Document Access Policy

This document describes the ways in which we protect access to documents for Convivio staff, its contractors and customers. The document forms part of our alignment to the ISO 27001 Information Security Management System standard.

Documents in Google drive

We mostly use Google Drive to store our documents. The information is stored across many data centres owned by Google, these are across Europe and the US which prevents any undue loss of data and is protected against fire and server failure. Google documents however cannot be backed up automatically and require manual download at intervals to make sure that all company information remains backed up.

Information stored by Google is protected by their ISO 27001 accreditation. Google Drive includes dozens of critical security features specifically designed to keep data safe and secure. These include encryption in transit as data moves from mobile devices to Google, as it moves between Google’s data centers and when it is stored on any mobile device.

Confidential documents

Confidential documents should be marked with the word “confidential” on every page to ensure that it is a recognisable as a non distributable document. Confidential documents should not be printed or photocopied unless prior authorisation has been agreed. If a confidential document is printed or photocopied the disposal of all duplicates should be done in a secure fashion through means of secure shredding or incineration.

Public documents

Information regarding Convivio that is publically available is available within this cookbook. This is a publically available intranet containing information about Convivio, its practises, project management processes and also other helpful information. Any public documents should undergo peer review before they are published to minimise any incorrect information being released.

Staff leaving Convivio

When a member of staff or a contractor no longer work for Convivio, access to key systems is removed:

Before the user account is removed from the company's Google Workspace, the contents of the Google Drive for that individual must be transferred to another current user to remain accessible within the system to do this :

Sign in to the Google Admin console. Click Google Apps > Drive. Click Transfer ownership. Complete the Document ownership transfer section:

In the From field, enter the user name of the current owner and select the user’s domain. In the To field, enter the user name of the new owner and select the user’s domain. Tip: If the transfer involves a very large number of documents, you may want to notify the new owner and check that they have enough storage capacity to accommodate the transferred documents. (You can see the amount of storage used and available at the bottom left corner of Google Drive on the web.)
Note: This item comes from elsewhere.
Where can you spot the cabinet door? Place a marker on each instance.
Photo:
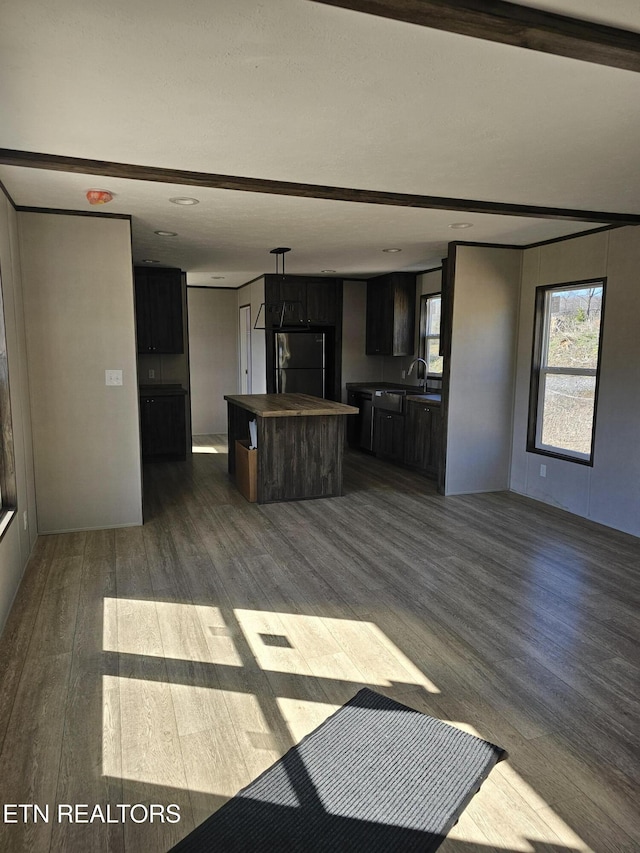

Click Transfer documents to save. All of the transferred documents are automatically organized in a single new folder — titled with the previous owner’s email address — in the new owner’s Drive.

The administrator and the new and previous owners receive email about the transfer as soon as the process completes.

If there were any problems with the transfer (e.g. the new owner’s quota is exceeded, which prevents the transfer of some documents), the email notification describes what happened. To fix the problem, you might purchase more storage for Google Drive for the new owner, transfer ownership of the documents to a different user, or redistribute ownership of documents one at a time to different users.

If you intend to delete the original owner of the transferred files, make sure to wait until the transfer finishes.

The removal of these accounts and their access is managed by administrators.